Despite a cash rate pause in April, the HIA’s New Home Sales report for March revealed the RBA’s 10 previous interest rate increases, including one a month earlier, have caused the downward trend in new home sales. 

HIA senior economist Tom Devitt explained, “The latest decline leaves sales in the first three months of the year down 45.9 per cent compared to the same quarter last year.” 

Victoria and South Australia reported the largest month-on-month sales declines, down 23.4 per cent and 22.4 per cent respectively, followed by Queensland, where they dropped 2.2 per cent.

Monthly sales increases were reported in Western Australia, where they jumped 22.5 per cent, and in NSW by 1.7 per cent. 

However, sales for the first quarter of 2023 were down 75.9 per cent in NSW when compared to the equivalent period of last year, the largest drop-off in the nation, while rates of decline were reported in Queensland (-54.3 per cent), Victoria (43.4 per cent), and South Australia (13.7 per cent).
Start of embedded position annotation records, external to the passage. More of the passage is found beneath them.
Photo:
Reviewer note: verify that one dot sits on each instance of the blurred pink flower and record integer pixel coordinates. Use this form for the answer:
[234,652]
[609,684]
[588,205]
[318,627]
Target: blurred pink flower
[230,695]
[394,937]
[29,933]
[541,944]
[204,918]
Western Australia was the only state or territory to record sales volume increases after they jumped 1 per cent between the first quarter of 2022 and the same period of 2023.

He explained that increased project cancellations have compounded these declines, with the national cancellation rate increasing to 30.5 per cent in March. 

“This means for every three new building contracts that are signed, one sale from a previous month is cancelled,” he said. 

Mr Devitt revealed “many builders have reported ‘negative sales’ over recent months,” before adding “the last time the rest was near this high was the start of the pandemic.” 

Last month, Victorian building company Porter Davis entered liquidation, impacting 2,500 home contracts, with the corporation citing a drop in new home demand as one of the primary drivers of its collapse.

While the cash rate was held at 3.60 per cent during last month’s board meeting, Mr Devitt described the RBA, which is set for a restructure following a wide-ranging government review, consistent cash rate increases throughout 2022 and early 2023 as “continuing to hold down new sales and cause further cancellations as finance becomes unobtainable for an increasing number of buyers.”

He said the impacts of interest rate increases have been intensified by the rapid increase in land and construction costs across a number of Australian jurisdictions over the past two years.

Mr Devitt noted that “the additional costs of compliance with the National Construction Code that come into effect this year will further increase the cost of new home construction.”

He concluded that a mixture of low sales volumes and increasing cancellations of existing projects “will hollow out the pipeline of building work over the coming months.”